Greater Sacramento Economic Council president Barry Broome suggested that “the mayor and elected leadership need to step back on this issue.” Well, why don’t our wealthiest landowners and top business people step up? Supporting or opposing policy is not enough. Why not activate underused private parcels and help triage this emergency? Instead, they chose rhetoric, confrontation and decrying the people in this city who are bold enough to try to solve the problem.
City Manager Howard Chan said officials may be able to stand up three to five new safe grounds over the next three months. That doesn’t inspire confidence given that more than 9,800 people were supposed to be served under Steinberg’s siting plan. Relying on public properties, hampered by the bureaucracy of outside agencies, is clearly a failed approach.
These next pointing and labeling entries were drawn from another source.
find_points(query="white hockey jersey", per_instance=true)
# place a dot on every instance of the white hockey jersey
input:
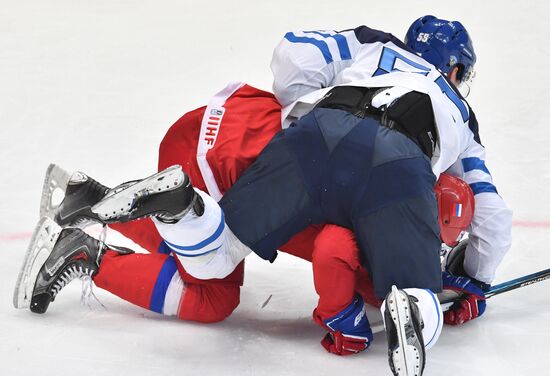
(307, 64)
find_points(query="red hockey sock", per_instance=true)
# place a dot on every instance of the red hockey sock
(141, 279)
(143, 232)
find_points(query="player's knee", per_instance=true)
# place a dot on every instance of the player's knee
(336, 243)
(209, 303)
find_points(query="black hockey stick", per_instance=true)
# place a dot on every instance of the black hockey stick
(506, 286)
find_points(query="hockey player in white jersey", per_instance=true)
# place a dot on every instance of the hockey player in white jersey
(308, 65)
(375, 125)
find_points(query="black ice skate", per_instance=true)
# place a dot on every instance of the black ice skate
(79, 192)
(403, 322)
(54, 258)
(167, 195)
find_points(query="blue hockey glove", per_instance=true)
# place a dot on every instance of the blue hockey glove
(472, 302)
(349, 330)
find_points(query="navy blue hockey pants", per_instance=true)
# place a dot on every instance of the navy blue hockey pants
(334, 167)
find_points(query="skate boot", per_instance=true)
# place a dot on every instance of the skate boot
(403, 323)
(167, 195)
(80, 193)
(54, 258)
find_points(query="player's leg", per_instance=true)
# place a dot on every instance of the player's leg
(144, 233)
(341, 308)
(152, 281)
(400, 239)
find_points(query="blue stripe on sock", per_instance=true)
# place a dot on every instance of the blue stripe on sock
(169, 268)
(474, 163)
(483, 187)
(203, 243)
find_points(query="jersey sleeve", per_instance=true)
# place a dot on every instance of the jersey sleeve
(307, 61)
(491, 229)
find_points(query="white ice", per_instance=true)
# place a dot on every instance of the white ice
(93, 85)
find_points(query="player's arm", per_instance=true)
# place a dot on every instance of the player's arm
(307, 61)
(491, 228)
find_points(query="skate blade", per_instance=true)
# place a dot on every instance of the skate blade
(53, 190)
(42, 242)
(119, 201)
(406, 359)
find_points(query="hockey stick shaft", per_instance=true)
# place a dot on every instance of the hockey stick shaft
(507, 286)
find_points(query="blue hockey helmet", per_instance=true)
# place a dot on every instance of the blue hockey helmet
(444, 44)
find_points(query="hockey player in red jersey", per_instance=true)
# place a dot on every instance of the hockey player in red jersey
(348, 327)
(216, 144)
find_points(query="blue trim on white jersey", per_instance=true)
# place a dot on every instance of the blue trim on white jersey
(203, 243)
(483, 187)
(169, 268)
(341, 41)
(322, 46)
(474, 163)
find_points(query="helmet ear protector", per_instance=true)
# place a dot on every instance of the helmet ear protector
(455, 201)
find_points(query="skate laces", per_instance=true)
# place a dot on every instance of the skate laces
(72, 272)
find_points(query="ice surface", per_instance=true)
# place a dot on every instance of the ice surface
(93, 85)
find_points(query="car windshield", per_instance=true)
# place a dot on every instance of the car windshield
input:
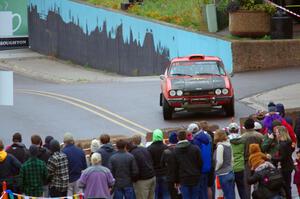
(190, 68)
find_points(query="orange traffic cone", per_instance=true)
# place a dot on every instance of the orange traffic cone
(219, 192)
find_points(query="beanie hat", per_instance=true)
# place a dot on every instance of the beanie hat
(271, 107)
(276, 123)
(54, 146)
(33, 150)
(157, 135)
(257, 126)
(249, 123)
(280, 109)
(48, 139)
(256, 157)
(95, 145)
(173, 138)
(192, 128)
(68, 137)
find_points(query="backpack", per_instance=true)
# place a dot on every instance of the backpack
(272, 179)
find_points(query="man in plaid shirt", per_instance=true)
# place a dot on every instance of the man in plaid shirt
(33, 174)
(58, 171)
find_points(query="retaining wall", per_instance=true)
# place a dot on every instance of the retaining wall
(114, 41)
(267, 54)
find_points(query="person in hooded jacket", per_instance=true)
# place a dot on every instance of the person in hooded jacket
(187, 167)
(9, 166)
(260, 167)
(203, 140)
(238, 158)
(285, 157)
(168, 160)
(156, 150)
(18, 149)
(106, 150)
(224, 168)
(144, 183)
(42, 154)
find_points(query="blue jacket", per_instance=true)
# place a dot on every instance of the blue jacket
(204, 142)
(76, 161)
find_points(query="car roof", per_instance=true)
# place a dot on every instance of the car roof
(196, 57)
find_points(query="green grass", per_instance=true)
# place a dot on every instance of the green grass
(186, 13)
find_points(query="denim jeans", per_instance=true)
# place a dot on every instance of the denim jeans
(203, 186)
(161, 188)
(127, 193)
(190, 192)
(240, 183)
(227, 185)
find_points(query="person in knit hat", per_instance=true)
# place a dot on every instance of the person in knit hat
(256, 157)
(156, 150)
(168, 160)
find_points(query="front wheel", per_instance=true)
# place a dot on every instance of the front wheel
(229, 109)
(167, 110)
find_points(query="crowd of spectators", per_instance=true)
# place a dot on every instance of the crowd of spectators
(255, 157)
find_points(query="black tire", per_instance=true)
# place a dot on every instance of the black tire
(229, 109)
(167, 110)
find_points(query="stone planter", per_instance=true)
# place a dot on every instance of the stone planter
(246, 23)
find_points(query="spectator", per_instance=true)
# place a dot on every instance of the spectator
(76, 163)
(238, 157)
(9, 166)
(203, 140)
(285, 157)
(224, 167)
(124, 168)
(106, 150)
(58, 171)
(260, 169)
(43, 153)
(33, 174)
(297, 172)
(47, 142)
(250, 136)
(144, 184)
(168, 160)
(188, 167)
(156, 150)
(95, 146)
(97, 180)
(297, 129)
(281, 110)
(18, 149)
Perhaps what we need is a role reversal from Sacramento’s business tycoons. Their relationship with the community needs to be flipped, and it’s time for them to give back to the city’s most vulnerable in a way that makes a difference. No, that does not mean philanthropy dollars and nonprofit donations. It means putting real skin in the game.
“The city cannot do this on its own,” Vice Mayor Jay Schenirer said. “If we bring the knowledge base of the business community and others into the discussion about how to get more sites — and sites is the operative word here — we need more places to put people. Just pushing them around the city isn’t even a Band-Aid. It just doesn’t work.”
That’s a challenge for the critics in the business community who are misusing their influence to oppose policy rather than assist in the solution. Homelessness has fractured Sacramento, but there is a path for healing. It’ll just require the detractors to accept their responsibility and do something about it.